Today is Time to Talk Day in Ireland, organised by the Green Ribbon Project
We’re making great strides in encouraging people with mental health difficulties, people who are struggling and people who are overwhelmed to reach out to someone and break the silence. From personal experience both as the reacher and the reachee, I wanted to share some tips on how to be reached out to.
The first step is Time
It can be difficult to open up to someone and this is doubly true if it’s the first time. Stops, starts and stutters can make you feel impatient as a listener. Take a breath and give the person some space to get their worries out.
If you’re worried about someone and want to ask them to open up, then don’t approach the conversation if you’re pressed for time. Clear some space. This is important!
Time to Listen
It’s time to talk, sure. But listening can be extremely difficult, especially when it’s to those deep dark thoughts that you never knew were festering. Jumping straight in with reassurances and advice is an instinct that is completely understandable, but sometimes the person just needs to really be listened to. Let them talk and open yourself to what they are saying. It’s really hard, but it’s REALLY important.
Time to Empathise
You might not understand what the person is going through. You might not see any reason for them to feel the way they do. You might feel you know *exactly* what they need to do to sort themselves out. But here’s the thing, it’s not your job to fix someone. Getting better, or even maintaining a level of mental health that will keep you alive and functioning, can be a long, hard, lonely slog that can only be undertaken by the person themselves.
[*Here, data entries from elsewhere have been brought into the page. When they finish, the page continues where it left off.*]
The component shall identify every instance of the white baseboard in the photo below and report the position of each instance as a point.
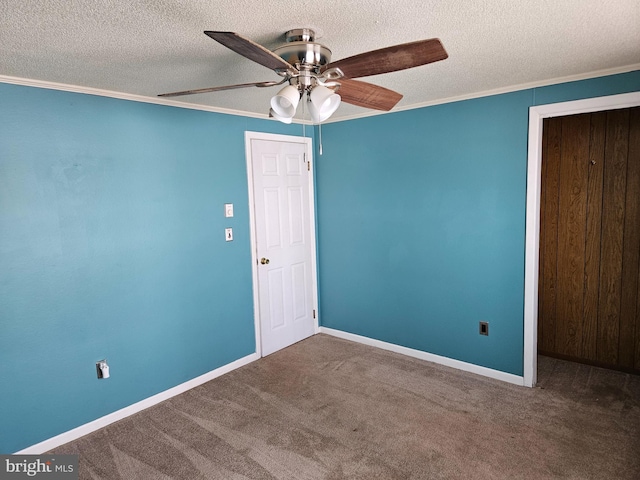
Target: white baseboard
(101, 422)
(430, 357)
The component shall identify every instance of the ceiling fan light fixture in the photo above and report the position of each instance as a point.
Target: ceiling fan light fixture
(285, 103)
(324, 102)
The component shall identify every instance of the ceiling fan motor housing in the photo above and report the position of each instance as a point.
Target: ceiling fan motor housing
(301, 51)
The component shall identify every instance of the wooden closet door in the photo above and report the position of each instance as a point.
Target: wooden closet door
(589, 272)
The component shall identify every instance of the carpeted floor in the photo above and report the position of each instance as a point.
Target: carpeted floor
(327, 408)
A moment where someone is listening to you and telling you that they hear you and they are sorry that things are hard at the moment can be a valuable moment of connection and support. Don’t rush over it to get to the helping.
Time to Help
When someone has opened up to you, there *are* things you can do to help.
Rather than running straight in with suggestions and advice, ask the person what you can do to help. They might have some ideas or suggestions. They might be at a complete loss and be grateful for anything you can advise. ASK first.
Low mood, depression, anxiety are the conditions I have experience of, and I know that when I’m in the depths of them, EVERYTHING can be overwhelming. Offer to research counsellors, to attend the doctor with them, offer to come over and sit with them, offer to clean their kitchen or go for a walk. You may be rebuffed, but a sensitively-made offer to take something off the pile can make things seem a little easier.
If you know someone is having a hard time and they’ve opened up to you, it’s good to check in regularly. Not necessarily every day, but it’s very easy to drop off the radar completely when you’re feeling crap. It’s natural for us to retreat to lick our wounds in private, but it can be hard to rejoin the human race when all ties feel like they’ve been severed.
It’s also important because opening up to someone can feel like a real risk. Keeping the channels of communication open shows it was a risk worth taking.
Time to NOT DO THESE THINGS
- Don’t tell someone that “all they need to do is xxx”
- Don’t tell someone there’s nothing wrong with them
- Don’t tell someone to snap out of it.
- Don’t tell someone they’ve no reason to be depressed
- Don’t tell someone they need therapy/medication
- Don’t tell someone they DON’T need therapy/medication
- Don’t tell someone people have it worse
- Don’t tell someone to “man up”
Disclaimer: I’m not a mental health professional. This post is based on my own experience. If you have any other tips (as someone on either end of the process) I’d love for you to share them.